The Perl script fontdiff.pl looks at two dvi files and compares the fonts used in each displaying the differences. This can be useful when you have compiled a TeX file on two different computer systems and you are worried that the fonts on the two systems may be installed differently.

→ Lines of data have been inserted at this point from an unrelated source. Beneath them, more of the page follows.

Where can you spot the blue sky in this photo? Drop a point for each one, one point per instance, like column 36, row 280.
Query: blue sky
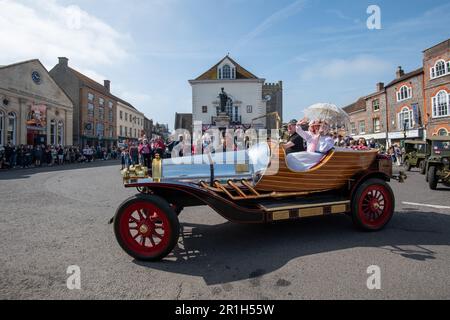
column 322, row 50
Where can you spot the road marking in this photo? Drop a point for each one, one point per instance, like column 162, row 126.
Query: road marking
column 426, row 205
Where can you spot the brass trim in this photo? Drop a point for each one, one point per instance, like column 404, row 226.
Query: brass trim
column 306, row 206
column 311, row 212
column 341, row 208
column 280, row 215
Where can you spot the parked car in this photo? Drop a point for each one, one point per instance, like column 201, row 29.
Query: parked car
column 415, row 154
column 262, row 189
column 438, row 161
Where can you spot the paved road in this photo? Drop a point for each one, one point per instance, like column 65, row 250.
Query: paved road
column 50, row 219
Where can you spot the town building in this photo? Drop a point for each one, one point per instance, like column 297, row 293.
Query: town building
column 94, row 120
column 368, row 116
column 33, row 108
column 148, row 127
column 405, row 105
column 130, row 122
column 227, row 96
column 416, row 104
column 160, row 131
column 358, row 118
column 183, row 121
column 376, row 112
column 273, row 94
column 436, row 67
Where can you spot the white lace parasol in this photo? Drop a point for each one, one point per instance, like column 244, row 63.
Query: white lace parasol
column 335, row 116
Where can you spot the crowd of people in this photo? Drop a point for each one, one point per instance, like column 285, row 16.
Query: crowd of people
column 27, row 156
column 144, row 151
column 297, row 140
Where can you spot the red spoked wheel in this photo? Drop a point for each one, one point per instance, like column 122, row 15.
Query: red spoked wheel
column 146, row 227
column 373, row 205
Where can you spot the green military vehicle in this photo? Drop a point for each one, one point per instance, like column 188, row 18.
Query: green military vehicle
column 438, row 161
column 415, row 155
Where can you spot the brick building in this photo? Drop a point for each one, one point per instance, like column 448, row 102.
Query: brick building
column 376, row 113
column 183, row 121
column 129, row 123
column 413, row 105
column 148, row 127
column 405, row 104
column 358, row 118
column 94, row 117
column 33, row 108
column 436, row 66
column 273, row 94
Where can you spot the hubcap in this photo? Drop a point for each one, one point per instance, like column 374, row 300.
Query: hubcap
column 145, row 228
column 374, row 206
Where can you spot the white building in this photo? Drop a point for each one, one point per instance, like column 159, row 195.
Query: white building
column 246, row 106
column 130, row 122
column 33, row 108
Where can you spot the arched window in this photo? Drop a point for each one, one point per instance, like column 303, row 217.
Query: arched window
column 2, row 119
column 439, row 69
column 53, row 132
column 12, row 128
column 226, row 72
column 441, row 104
column 60, row 132
column 404, row 93
column 405, row 119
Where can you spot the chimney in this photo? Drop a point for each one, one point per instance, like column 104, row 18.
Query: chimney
column 400, row 72
column 63, row 61
column 107, row 85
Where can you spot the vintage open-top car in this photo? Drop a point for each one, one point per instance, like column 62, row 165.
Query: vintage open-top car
column 438, row 161
column 415, row 155
column 259, row 189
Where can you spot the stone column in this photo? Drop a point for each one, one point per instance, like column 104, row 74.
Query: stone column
column 21, row 122
column 69, row 127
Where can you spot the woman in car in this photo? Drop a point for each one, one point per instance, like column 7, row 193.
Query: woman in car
column 319, row 143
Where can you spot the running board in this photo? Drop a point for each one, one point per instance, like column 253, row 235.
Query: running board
column 296, row 211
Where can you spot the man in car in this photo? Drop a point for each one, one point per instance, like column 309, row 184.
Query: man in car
column 295, row 142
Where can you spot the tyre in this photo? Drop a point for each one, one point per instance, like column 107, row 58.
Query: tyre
column 432, row 179
column 407, row 165
column 146, row 227
column 143, row 190
column 422, row 167
column 372, row 205
column 176, row 208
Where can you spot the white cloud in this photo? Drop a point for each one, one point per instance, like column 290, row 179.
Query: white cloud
column 274, row 18
column 46, row 30
column 360, row 66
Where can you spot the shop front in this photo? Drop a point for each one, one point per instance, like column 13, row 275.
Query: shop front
column 37, row 125
column 399, row 137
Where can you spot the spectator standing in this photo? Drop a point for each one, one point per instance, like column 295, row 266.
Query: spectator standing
column 145, row 152
column 60, row 155
column 134, row 154
column 37, row 156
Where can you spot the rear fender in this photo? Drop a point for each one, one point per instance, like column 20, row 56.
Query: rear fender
column 183, row 194
column 359, row 179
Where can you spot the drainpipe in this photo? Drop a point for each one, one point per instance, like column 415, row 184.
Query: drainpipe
column 387, row 118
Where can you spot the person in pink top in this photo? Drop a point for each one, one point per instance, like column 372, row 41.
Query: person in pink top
column 319, row 143
column 145, row 152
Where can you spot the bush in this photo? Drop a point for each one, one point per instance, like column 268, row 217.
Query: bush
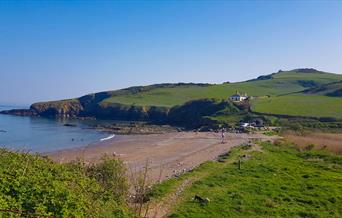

Let us look at an example.

We have two dvi files: test1.dvi and test2.dvi. Here are the fonts listings for these two files:
d:\tex\dvii>dvii -f test1.dvi
f:[50/cmbx10/1100]::1af22256
f:[33/cmsl10/1000]::70ae304a
f:[0/cmr10/1000]::4bf16079

d:\tex\dvii>dvii -f test2.dvi
f:[51/cmbx10/1100]::1af22256
f:[50/cmr10/1100]::4bf16079
f:[0/cmr10/1000]::4bf16079
If we run the Perl script fontdiff.pl on these two files we get the following:
d:\tex\dvii>perl fontdiff.pl test1.dvi test2.dvi
Fonts in test1.dvi NOT in test2.dvi:
------------------------------
  f:[NN/cmsl10/1000]::70ae304a
------------------------------

Fonts in test2.dvi NOT in test1.dvi:
------------------------------
  f:[NN/cmr10/1100]::4bf16079
------------------------------

Fonts in common that have DIFFERENT checksums:
------------------------------
------------------------------
Note that by default the fontdiff.pl script ignores font numbering when finding font differences. If you want to see which fonts are in common add the -l option:
d:\tex\dvii>perl fontdiff.pl -l test1.dvi test2.dvi
Fonts in test1.dvi NOT in test2.dvi:
NOTE: fonts marked with * are in BOTH files
------------------------------
* f:[NN/cmbx10/1100]::1af22256
  f:[NN/cmsl10/1000]::70ae304a
* f:[NN/cmr10/1000]::4bf16079
------------------------------

Fonts in test2.dvi NOT in test1.dvi:
NOTE: fonts marked with * are in BOTH files
------------------------------
* f:[NN/cmbx10/1100]::1af22256
  f:[NN/cmr10/1100]::4bf16079
* f:[NN/cmr10/1000]::4bf16079
------------------------------

Fonts in common that have DIFFERENT checksums:
------------------------------
------------------------------

C.1.2   How are fonts ``different''?

What does it mean for two TeX fonts to be "different"? There are four characteristics of a TeX font called from a .dvi file:
  1. name (e.g., cmr10 or ptmb)
  2. font number
  3. scaling (e.g., 1000 or 1200)
  4. checksum
The Perl script fontdiff.pl can ignore any of these parameters (except font name) when finding font differences. Here are the options:
-c : ignore checksum when finding font differences
-C : do NOT ignore checksum when finding font differences (DEFAULT)
-n : ignore font number when finding font differences (DEFAULT)
-N : do NOT ignore font number when finding font differences
-s : ignore font scaling when finding font differences
-S : do NOT ignore font scaling when finding font differences (DEFAULT)
-l : list fonts for each file
Continuing the example started in the above section, if we don't want to ignore font numbering we would use the -N option:
d:\tex\dvii>perl fontdiff.pl -N test1.dvi test2.dvi
Fonts in test1.dvi NOT in test2.dvi:
------------------------------
  f:[50/cmbx10/1100]::1af22256
  f:[33/cmsl10/1000]::70ae304a
------------------------------

Fonts in test2.dvi NOT in test1.dvi:
------------------------------
  f:[51/cmbx10/1100]::1af22256
  f:[50/cmr10/1100]::4bf16079
------------------------------

Fonts in common that have DIFFERENT checksums:
------------------------------
------------------------------
Note that more fonts are considered different than before: in file test1.dvi the font cmbx10 scaled at magnification 1000 has font number 50 while in test2.dvi that same font has font number 51.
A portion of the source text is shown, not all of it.